At Santa Barbara’s Farmers Markets, professional chefs — identifiable by their crates of fresh veg, and, often, branded baseball hats — have become a fixture. Bartenders, on the other hand: not so much. But if you pay attention, you just might spot one — recognizable, sometimes, by his speakeasy-inspired suit — gathering fruit, bundles of herbs, and bags of pistachios. And if you follow him, you just might land at the Wildcat.
From 4-8 p.m. every Tuesday (and, soon, Saturday), Patrick Reynolds — who bartends regularly at the Kitty — takes a break from mixing vodka tonics and kamikaze shots to do what he really loves, conceiving and mixing cocktails featuring fresh ingredients and inventive homemade syrups and infusions.
He calls this operation Farm to Bar, and he’s been at it since July 2011, when, as part of a one-night, citywide, multi-establishment fundraiser for area surfer/snowboarder Andre Barbieri, who lost his leg in a snowboarding accident, Reynolds proposed the farm-to-bar idea to Wildcat owner Bob Stout. (As for Barbieri?

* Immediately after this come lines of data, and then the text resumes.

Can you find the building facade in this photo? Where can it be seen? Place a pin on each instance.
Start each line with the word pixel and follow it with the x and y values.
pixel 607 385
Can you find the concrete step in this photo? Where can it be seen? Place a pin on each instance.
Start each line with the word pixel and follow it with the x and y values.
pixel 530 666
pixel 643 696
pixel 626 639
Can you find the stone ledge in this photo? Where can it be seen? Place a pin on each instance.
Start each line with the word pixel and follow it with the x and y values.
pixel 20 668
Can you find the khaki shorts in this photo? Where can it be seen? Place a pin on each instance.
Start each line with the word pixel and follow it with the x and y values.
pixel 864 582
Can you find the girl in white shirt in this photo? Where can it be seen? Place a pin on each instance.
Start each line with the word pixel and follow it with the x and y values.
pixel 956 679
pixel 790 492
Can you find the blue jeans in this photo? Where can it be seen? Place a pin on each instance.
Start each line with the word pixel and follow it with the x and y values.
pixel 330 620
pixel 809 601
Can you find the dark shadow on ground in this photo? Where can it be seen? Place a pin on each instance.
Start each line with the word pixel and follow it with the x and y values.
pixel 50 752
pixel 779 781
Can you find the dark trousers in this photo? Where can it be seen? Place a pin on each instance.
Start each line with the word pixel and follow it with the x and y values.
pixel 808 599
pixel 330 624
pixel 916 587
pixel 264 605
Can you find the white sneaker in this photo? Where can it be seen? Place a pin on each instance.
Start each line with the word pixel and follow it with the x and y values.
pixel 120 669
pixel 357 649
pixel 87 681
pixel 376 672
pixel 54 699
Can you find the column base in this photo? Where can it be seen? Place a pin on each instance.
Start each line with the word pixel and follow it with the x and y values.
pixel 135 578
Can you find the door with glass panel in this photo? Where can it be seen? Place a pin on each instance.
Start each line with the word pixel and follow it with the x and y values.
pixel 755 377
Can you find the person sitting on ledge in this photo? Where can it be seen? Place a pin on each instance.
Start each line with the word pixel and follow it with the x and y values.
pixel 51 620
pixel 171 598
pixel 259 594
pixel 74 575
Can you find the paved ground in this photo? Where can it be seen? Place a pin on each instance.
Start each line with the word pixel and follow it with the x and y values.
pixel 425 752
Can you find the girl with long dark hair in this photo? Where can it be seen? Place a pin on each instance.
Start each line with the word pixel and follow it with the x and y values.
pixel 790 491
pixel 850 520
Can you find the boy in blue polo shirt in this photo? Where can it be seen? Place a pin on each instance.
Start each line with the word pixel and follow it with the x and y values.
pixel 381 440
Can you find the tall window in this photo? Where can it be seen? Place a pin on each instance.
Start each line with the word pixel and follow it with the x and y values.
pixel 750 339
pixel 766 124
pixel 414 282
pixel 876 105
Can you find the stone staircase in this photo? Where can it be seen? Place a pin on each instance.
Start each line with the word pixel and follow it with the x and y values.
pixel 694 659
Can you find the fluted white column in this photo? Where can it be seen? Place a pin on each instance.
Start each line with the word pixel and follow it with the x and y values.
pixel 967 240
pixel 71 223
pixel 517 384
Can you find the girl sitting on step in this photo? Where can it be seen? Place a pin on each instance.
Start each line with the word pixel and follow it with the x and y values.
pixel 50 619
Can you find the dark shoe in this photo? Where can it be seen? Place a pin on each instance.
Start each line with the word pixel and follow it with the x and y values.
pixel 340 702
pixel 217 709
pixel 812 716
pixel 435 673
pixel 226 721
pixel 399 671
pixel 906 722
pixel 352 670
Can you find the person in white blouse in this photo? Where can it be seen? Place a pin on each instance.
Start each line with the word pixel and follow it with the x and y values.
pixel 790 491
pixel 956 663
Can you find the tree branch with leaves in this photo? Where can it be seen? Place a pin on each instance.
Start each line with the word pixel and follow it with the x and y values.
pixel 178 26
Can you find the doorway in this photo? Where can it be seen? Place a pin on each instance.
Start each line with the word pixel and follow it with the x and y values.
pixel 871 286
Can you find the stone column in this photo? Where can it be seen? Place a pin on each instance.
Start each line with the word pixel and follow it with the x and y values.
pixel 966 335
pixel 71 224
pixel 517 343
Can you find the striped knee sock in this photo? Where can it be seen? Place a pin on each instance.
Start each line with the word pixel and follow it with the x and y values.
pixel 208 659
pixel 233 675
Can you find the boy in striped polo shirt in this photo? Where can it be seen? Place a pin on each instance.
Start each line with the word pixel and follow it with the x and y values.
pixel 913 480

He’s currently training for the Rio Olympics, as a triathlete. Feeling inadequate on your two legs?)
The concoctions Reynolds comes up with are not your regular — or even your standard above-average — cocktails, a fact likely owing to his résumé: He’s worked in restaurants for years, often not behind the bar at all but in the kitchen. In fact, he trained at SBCC’s culinary school.
“But I started to burn out,” he said, of his gig at Epiphany (which occupied the space that’s now Arlington Tavern, prior to HobNob). “After 15 hours, all you want to do is peel your socks off. Then you go home, and it’s like, ‘you want me to cook?’”
He thought about quitting, but his boss had another idea: “They asked if I wanted to be a bartender. I thought I’d try it, and it was the funnest thing.”
He’s good at it, too. He won the Arch Rock Fish cocktail contest last year, and his entry for The Santa Barbara Independent’s cocktail contest — the “Hot Tamale,” made with corn-tortilla-infused Tito’s vodka and homemade cinnamon/chile simple syrup — was described by Matt Kettmann as “nothing short of eye-opening.”
Walking the market on a recent Tuesday afternoon, he said, “I can’t really make a menu ’til I get here. I used to get really nervous, but I thought, well, if you get nervous once a week, that’s good because you care.”
It might be easier to mix drinks he could practice and perfect over time, using ingredients that are always available, but, in naming the endeavor Farm to Bar, Reynolds presented himself with a challenge — one he’s embraced. “Back when I first started at the Hungry Cat, the rule was, everything around you is what you can use; things that grow here and are in season. And I was like, I like this idea, I can understand that. … I love flavors and putting things together,” he said, grabbing some guavajillos to take a sniff. “They’re like Hawai‘i. Makes it easy to get someone excited about your rum cocktails!”
For the evening, he picks up some fresh lemongrass, cilantro, thyme, sage, and a bag of hickory-smoked pistachios. “I call this vegan bacon. I love them with Bourbon.”
Back at the Kitty, Reynolds gets down to business. But first: ambiance. The TV is tuned to TCM (“Either that or Kung Fu or Old Westerns”); Buddy Holly’s “Early in the Morning” on the stereo. Actually, at this time of day, the Wildcat could be mistaken for an entirely different animal than the one it resembles at last call; the vinyl, the stripped-down tunes (The Black Keys playing now), the last of the day’s light peeking through the opened blinds (and nary a caged dancer) transform it into a spot fit for a crowd that’s a little bit older, maybe, and much more serious about its drinks.
Speaking of, Reynolds is mixing up one he calls Thaiphun. He starts with his Thai-inspired cold-pressed simple syrup, made from sugar-macerated ginger, lemongrass, cucumber, Thai chile, and jasmine flowers; that’s then mixed with gin and rice wine vinegar and garnished with fresh lemongrass and cilantro. It starts off sweet and fragrant but packs some serious heat. Much like good Thai food. And it’s impossible to put down.
“I’ve always lived here, so I wanted one of those badass bars that everybody talks about, like in Chicago or New York,” he said. “It’s like, if we all love speakeasies and craftsman cocktails, well, make ’em!”